Deutschland wird unabhängig und erneuerbar

Deutschland erklärt mithilfe der Sonne seine Unabhängigkeit. 2013 wird nirgendwo auf der Welt so viel Solarstrom erzeugt werden wie hierzulande. In den letzten 15 Jahren sind im Bereich der Photovoltaik 100 000 neue Arbeitsplätze entstanden, 15 000 bei der Solarthermie und je über 100 000 bei Windkraft und bei Bioenergie. Nach dem Willen der Bundesregierung sollen bis 2020 eine Million Autos mit Solar- und Windstrom fahren, bis 2030 sechs Millionen. Das Solarzeitalter hat bereits begonnen.

In der Politik wird viel taktiert. Doch für die Energiewende brauchen wir zuallererst eine Strategie. Eine Strategie aber braucht Strategen, das heißt Träger in der Gesellschaft. Deshalb werden Sie, liebe Leserin und lieber Leser, in diesem Buch wenig Appelle an Regierungen und Organisationen finden, sondern viele konkrete Beispiele dafür, dass und wie einzelne Menschen, Firmen und Kommunalpolitiker für die erneuerbaren Energien aktiv geworden sind.
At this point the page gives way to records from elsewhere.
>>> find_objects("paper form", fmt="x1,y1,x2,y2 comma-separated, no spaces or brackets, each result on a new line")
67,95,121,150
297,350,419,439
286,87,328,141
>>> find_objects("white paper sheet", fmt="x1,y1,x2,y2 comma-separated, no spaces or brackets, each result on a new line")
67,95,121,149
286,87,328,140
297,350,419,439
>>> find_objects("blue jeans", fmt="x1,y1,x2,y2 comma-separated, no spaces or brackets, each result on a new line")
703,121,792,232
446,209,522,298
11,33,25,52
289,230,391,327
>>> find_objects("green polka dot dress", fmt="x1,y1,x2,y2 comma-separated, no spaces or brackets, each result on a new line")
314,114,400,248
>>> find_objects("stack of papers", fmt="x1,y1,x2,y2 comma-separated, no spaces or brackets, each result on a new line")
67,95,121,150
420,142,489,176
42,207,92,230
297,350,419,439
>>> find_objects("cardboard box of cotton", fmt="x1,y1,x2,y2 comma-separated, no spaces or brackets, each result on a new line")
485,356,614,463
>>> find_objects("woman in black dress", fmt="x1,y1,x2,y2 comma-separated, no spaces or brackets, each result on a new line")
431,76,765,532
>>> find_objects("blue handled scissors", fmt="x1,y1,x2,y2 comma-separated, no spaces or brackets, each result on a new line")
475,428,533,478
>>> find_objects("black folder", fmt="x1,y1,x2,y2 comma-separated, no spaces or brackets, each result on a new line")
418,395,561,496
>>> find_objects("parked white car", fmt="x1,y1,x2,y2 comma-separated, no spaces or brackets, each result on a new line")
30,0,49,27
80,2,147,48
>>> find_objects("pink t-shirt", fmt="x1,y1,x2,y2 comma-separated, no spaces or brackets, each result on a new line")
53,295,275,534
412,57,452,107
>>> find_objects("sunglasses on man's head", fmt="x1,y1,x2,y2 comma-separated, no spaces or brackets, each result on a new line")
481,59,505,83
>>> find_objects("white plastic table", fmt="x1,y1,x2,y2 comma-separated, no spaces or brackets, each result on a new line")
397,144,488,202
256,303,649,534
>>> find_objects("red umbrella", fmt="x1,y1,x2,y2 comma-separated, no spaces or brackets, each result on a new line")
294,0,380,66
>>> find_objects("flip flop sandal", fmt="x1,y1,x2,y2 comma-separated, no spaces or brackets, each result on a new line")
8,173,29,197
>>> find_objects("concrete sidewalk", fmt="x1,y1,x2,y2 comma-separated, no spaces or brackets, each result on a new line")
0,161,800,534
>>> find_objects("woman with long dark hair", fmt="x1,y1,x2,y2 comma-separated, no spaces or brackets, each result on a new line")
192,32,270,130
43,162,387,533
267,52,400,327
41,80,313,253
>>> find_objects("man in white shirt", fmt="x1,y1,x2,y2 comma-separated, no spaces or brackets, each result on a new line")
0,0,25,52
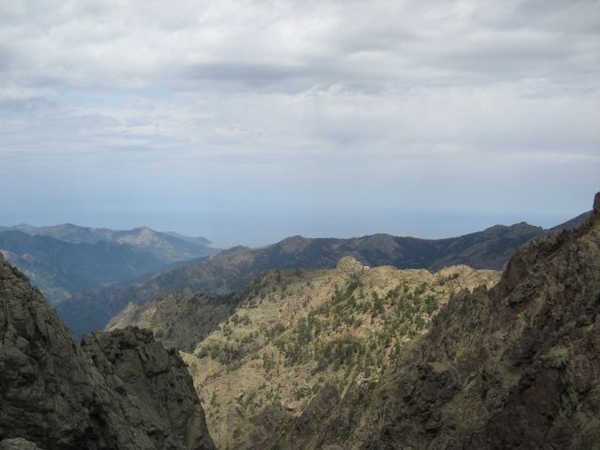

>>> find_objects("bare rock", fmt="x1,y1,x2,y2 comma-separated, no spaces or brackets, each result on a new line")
0,258,214,450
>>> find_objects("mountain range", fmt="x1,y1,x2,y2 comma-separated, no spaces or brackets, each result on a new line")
0,193,600,450
0,224,217,304
110,194,600,450
57,214,589,335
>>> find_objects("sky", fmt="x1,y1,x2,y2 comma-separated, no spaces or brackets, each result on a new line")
0,0,600,247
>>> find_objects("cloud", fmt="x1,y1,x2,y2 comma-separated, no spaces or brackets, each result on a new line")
0,0,600,244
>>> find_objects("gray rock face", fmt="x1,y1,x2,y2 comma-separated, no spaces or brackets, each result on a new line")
296,194,600,450
0,258,214,450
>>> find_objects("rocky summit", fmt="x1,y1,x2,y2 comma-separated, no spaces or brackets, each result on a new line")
0,253,214,450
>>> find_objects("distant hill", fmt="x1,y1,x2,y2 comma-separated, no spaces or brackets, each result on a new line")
0,224,217,304
57,223,546,334
108,257,500,450
278,197,600,450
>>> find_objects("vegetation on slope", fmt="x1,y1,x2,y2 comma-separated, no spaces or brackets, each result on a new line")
180,257,499,449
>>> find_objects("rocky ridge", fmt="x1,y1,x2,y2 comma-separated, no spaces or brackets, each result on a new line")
62,223,545,335
288,193,600,450
125,257,499,449
0,258,214,450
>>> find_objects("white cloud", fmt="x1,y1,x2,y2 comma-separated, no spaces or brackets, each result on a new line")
0,0,600,244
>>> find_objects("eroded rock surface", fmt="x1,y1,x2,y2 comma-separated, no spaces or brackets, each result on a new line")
0,258,214,450
296,195,600,450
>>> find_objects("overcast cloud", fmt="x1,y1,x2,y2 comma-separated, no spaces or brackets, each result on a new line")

Den Erneuerbaren ist es gelungen, das schon lange brachliegende gesellschaftliche Potenzial anzuzapfen. Aber das gesamte gesellschaftliche Potenzial ist auch heute noch nicht ausgeschöpft. Entscheidend für die 100-prozentige Wende wird es sein, möglichst viele solare, genossenschaftliche und bürgerschaftliche Initiativen anzustoßen: aus dem Mittelstand, aus Umweltverbänden, aus den Organisationen der erneuerbaren Energien, unter Hausbesitzern, bei den Landwirten für die Bioenergie.

Jeder Vorschlag bleibt unfruchtbar, solange er keine engagierten Träger in der Gesellschaft findet, hat Hermann Scheer 15 Jahre lang gepredigt, wenn er als Eurosolar-Chef die Deutschen und Europäischen Solarpreise verliehen hat. Viele Bücher – auch prominenter Autoren wie Al Gore – leiden darunter, dass sie, anstatt die gesellschaftlichen Träger der Energiewende anzusprechen, ihre wohlformulierten Appelle an Regierungen, internationale Institutionen oder die UNO richten. Das ist immer gut gemeint, aber selten gut gemacht. Unsere Zeit ist voller Appelle, aber es fehlt an praktischen Handlungsanweisungen und Hilfen für die Mitte der Gesellschaft, welche die Energiewende und die damit einhergehenden gesellschaftlichen Veränderungen mit ihrer Arbeit, ihrer Phantasie und ihrem Geld stemmen kann.

Die wichtigste Ressource für die Wende ist und bleibt die gesellschaftliche. Sie anhand guter Beispiele zu mobilisieren ist die klare Absicht dieses Buches. Ich will vor allem die größer werdende Zahl der Neugierigen erreichen und zur Aktivität ermuntern. Nur dann kann in absehbarer Zeit der unaufhaltsame Durchbruch gelingen.

Der schwedische Wirtschaftsnobelpreisträger Gunnar Myrdal ging davon aus, dass ein gesellschaftliches Projekt dann realisiert werden kann, wenn es von fünf Prozent passionierter Menschen nachhaltig verfolgt wird. Diese Minderheit wird dann weitere 15 Prozent mitziehen. Das reicht aus, weil die Mehrheit gewöhnlich indifferent ist, aber dennoch bereit, sich einer neuen, überzeugenden gesellschaftlichen Perspektive anzuschließen. Dieses kritische Potenzial ist jetzt erreichbar.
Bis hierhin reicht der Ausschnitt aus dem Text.